I love synchronicities, or "meaningful coincidences". Yesterday I experienced three within the space of two hours, so that's worth writing about.
- Three days ago, I spent hours searching for a t-shirt dress to replace my ancient favorite. As I tried on the too-short, -tight, -shapeless, -matronly, and -ridiculous items on offer, I wished I could just find someone to replicate the original. Then yesterday, en route to the subway, a dress in a window caught my eye. Turns out the store had just opened, and its business was custom-made clothing, particularly of the "bring in the dress and we'll make you a new one" variety!!!
- Before leaving the house, I had grabbed a subway book, chosen randomly for smallness and portability. Then during morning pages, I wrote about going back to work, and how to "look" from a place of inspiration and pleasure. What would my ideal work involve? What am I looking forward to? Once on the subway, I opened the book, Florence Scovel Shinn's The Game of Life for Women, first printed in 1925. Flo Sco, page 3: "There is a place that you are to fill that no one else can fill. ... There is a perfect picture of this in the superconscious mind.

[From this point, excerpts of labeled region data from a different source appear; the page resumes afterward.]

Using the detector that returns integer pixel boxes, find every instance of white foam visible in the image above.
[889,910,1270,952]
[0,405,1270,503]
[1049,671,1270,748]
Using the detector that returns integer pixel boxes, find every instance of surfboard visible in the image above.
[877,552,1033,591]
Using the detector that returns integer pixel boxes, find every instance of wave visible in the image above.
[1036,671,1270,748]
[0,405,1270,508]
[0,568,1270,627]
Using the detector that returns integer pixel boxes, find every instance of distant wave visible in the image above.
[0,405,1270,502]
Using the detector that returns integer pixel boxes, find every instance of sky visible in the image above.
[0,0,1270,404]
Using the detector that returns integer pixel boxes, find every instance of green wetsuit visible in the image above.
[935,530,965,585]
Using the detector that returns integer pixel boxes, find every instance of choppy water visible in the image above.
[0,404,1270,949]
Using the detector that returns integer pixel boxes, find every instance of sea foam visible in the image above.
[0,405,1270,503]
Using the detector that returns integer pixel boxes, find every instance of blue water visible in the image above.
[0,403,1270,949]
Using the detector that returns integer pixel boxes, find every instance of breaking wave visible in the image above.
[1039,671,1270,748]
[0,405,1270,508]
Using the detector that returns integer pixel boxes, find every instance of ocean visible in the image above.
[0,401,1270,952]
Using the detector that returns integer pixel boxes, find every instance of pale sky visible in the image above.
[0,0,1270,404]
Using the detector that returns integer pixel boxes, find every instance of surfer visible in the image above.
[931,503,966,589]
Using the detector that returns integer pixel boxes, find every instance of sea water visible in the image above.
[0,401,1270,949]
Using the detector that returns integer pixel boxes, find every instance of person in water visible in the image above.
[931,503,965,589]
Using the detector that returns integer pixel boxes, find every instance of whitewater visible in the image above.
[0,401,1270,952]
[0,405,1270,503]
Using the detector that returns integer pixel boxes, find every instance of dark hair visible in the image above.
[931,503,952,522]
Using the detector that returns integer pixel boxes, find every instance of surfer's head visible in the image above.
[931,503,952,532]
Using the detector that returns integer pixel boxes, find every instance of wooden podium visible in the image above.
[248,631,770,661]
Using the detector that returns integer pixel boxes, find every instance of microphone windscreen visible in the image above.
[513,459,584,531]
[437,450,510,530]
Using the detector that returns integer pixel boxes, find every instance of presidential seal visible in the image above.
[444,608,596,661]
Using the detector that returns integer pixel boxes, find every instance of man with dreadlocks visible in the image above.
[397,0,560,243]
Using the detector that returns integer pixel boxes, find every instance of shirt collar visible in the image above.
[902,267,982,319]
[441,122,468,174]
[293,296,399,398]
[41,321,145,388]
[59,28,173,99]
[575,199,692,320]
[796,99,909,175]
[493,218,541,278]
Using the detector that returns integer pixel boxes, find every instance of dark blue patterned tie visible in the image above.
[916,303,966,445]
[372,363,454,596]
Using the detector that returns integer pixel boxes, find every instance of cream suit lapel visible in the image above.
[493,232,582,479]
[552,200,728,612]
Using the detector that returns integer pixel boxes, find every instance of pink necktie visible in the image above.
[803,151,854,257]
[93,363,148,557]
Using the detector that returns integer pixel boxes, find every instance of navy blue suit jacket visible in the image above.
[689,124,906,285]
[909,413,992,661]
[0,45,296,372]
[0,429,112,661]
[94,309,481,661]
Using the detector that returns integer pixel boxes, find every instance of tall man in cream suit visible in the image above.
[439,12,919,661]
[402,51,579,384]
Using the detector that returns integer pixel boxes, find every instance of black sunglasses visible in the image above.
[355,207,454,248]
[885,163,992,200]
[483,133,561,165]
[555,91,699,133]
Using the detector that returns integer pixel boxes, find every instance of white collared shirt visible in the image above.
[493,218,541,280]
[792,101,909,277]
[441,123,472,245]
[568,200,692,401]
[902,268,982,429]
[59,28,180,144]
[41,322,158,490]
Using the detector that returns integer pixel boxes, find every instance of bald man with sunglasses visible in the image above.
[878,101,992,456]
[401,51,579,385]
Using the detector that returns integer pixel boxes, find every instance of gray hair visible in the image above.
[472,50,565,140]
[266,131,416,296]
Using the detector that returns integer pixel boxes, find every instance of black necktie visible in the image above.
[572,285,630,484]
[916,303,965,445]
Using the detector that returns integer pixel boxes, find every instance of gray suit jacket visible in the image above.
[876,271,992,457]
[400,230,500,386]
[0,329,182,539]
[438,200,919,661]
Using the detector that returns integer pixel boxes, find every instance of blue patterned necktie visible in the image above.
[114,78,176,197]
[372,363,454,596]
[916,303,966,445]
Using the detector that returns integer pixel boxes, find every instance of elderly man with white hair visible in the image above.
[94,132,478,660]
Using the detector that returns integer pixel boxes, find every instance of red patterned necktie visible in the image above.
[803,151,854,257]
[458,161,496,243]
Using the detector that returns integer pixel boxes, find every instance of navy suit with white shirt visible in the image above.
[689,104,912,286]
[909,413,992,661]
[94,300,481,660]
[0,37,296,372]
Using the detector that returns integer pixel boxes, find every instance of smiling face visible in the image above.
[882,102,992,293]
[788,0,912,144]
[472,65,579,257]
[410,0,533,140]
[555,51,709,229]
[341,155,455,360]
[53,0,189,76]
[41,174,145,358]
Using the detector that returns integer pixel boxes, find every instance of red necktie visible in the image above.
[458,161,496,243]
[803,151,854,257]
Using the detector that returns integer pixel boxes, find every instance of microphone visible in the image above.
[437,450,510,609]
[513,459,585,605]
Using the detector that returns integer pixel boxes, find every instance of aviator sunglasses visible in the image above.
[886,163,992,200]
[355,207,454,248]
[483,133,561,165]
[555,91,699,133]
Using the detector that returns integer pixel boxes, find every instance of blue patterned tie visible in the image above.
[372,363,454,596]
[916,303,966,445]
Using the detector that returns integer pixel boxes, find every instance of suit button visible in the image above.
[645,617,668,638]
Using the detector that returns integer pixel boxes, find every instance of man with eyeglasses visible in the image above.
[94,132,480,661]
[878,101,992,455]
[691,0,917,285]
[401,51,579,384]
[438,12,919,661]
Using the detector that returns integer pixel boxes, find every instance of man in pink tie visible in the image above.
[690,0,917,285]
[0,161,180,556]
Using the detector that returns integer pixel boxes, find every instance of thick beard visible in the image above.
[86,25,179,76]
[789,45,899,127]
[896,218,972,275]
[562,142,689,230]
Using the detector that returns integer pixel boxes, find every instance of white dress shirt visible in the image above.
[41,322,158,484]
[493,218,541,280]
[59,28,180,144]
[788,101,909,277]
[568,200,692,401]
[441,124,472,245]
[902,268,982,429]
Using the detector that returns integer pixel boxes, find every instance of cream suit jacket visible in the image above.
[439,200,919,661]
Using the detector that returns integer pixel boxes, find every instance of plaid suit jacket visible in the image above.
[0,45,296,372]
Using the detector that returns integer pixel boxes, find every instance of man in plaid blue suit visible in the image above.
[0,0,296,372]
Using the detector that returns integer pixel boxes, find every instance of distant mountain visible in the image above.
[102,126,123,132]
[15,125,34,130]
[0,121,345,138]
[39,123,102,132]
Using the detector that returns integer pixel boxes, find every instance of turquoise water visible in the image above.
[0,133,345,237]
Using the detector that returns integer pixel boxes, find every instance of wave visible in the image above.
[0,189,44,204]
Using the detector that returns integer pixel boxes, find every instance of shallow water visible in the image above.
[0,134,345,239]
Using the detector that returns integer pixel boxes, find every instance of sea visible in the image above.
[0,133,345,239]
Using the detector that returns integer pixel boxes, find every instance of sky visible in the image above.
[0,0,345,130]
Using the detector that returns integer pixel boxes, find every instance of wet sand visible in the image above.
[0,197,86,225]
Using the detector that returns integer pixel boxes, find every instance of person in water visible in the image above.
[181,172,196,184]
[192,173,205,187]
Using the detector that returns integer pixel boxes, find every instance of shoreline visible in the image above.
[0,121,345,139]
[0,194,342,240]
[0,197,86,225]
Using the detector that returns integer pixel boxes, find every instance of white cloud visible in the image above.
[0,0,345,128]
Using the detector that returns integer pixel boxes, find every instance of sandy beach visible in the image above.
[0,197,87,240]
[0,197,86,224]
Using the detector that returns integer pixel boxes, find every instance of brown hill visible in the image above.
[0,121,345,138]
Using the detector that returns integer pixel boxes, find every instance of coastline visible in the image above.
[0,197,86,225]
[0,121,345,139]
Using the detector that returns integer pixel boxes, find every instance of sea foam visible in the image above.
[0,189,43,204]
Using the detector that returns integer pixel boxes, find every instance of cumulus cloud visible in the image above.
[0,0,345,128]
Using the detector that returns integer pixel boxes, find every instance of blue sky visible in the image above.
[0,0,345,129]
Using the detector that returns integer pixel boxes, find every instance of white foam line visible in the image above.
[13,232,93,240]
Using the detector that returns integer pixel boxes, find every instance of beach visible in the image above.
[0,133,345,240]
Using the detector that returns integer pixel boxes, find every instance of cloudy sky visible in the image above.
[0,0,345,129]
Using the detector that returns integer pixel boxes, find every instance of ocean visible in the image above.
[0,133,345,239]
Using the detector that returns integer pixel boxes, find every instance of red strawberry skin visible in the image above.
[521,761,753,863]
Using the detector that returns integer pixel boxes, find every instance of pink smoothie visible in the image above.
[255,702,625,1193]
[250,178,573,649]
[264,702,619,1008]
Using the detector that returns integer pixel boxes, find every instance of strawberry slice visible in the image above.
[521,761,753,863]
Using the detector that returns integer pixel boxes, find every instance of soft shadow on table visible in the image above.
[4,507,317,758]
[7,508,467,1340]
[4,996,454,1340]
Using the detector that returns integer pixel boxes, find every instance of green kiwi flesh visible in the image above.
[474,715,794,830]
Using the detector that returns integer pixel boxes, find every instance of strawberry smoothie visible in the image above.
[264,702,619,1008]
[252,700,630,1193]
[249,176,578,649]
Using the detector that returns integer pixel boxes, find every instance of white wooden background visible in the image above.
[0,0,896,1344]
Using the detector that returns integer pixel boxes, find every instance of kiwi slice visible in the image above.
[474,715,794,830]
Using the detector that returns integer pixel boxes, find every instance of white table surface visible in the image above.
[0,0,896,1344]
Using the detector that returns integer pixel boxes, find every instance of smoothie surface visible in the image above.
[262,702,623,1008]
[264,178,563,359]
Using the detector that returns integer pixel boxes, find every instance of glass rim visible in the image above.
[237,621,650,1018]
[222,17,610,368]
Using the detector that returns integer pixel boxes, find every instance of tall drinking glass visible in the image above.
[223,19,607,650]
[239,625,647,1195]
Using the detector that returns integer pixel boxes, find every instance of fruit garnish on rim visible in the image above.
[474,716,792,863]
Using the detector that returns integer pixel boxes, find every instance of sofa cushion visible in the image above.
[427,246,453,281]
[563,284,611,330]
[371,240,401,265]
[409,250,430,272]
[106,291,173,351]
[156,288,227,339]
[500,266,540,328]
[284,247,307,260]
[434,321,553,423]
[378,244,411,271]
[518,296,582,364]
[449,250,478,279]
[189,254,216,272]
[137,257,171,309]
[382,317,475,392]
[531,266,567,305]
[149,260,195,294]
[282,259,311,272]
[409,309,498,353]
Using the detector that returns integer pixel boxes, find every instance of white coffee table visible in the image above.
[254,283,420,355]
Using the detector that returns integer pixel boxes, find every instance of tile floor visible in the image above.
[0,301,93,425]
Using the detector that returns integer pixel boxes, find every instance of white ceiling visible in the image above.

It usually flashes across the conscious as an unattainable ideal -- something "too good to be true". In reality it is a woman's true destiny, flashed to her from the Infinite Intelligence, which is within herself." A timely reminder about the value of deliberate dreaming.
- Last week I was in particular agreement with a Carbon Foresight blog post arguing that "sustainability" is a fear-based and reactive idea, and what is needed is a much more compelling vision for how people can live well together and with the environment in years to come. I've been thinking about the need to find examples of that compelling vision. So yesterday I get home and there is the new Atlantic magazine, titled "The Ideas Issue: How to Fix the World". A great place to start!
I know these are small examples. But they point to a larger pattern of interconnectedness that is significant and beautiful. Jungian psychologist Jean Shinoda Bolen M.D. explains:
"The experience of the Tao or of a unifying principle in the universe to which everything in the world relates, underlies the major Eastern religions -- Hinduism, Buddhism, Confucianism, Taoism, and Zen. .... Fritjov Capra in The Tao of Physic, postulates that modern atomic physics leads us to a view of reality that is very similar to the Eastern mystic's intuitive vision of reality. The picture of an interconnected cosmic web in which the human observer is always a participator emerges from quantum physics.
"In psychology, only C. G. Jung has addressed this issue, describing synchronistic events as manifestations of the acausal connecting principle that is equivalent to the Tao. He theorized that people as well as all animate and inanimate objects are linked through a collective unconscious.
"Synchronicity is the Tao of psychology, relating the individual to the totality. If we personally realize that synchronicity is at work in our lives, we feel conected, rather than isolated and estranged from others; we feel ourselves part of a divine, dynamic, interrelated universe. .... Every time I have become ware of a synchronistic experience, I have had an accompanying feeling (of) grace. .... There is something awesome and humbling, yest moving and knowing about glimpsing the Tao through synchronistic events." -- The Tao of Psychology pp. 4-7
This is why I look out for synchronicities. Even the most mundane ones give me a sense of connection and meaning. For awhile I recorded every synchronicity I experienced, and had pages of them within a few months. Yesterday's hat-trick made me want to start collecting the again. Any synchronicity stories you would be willing to share?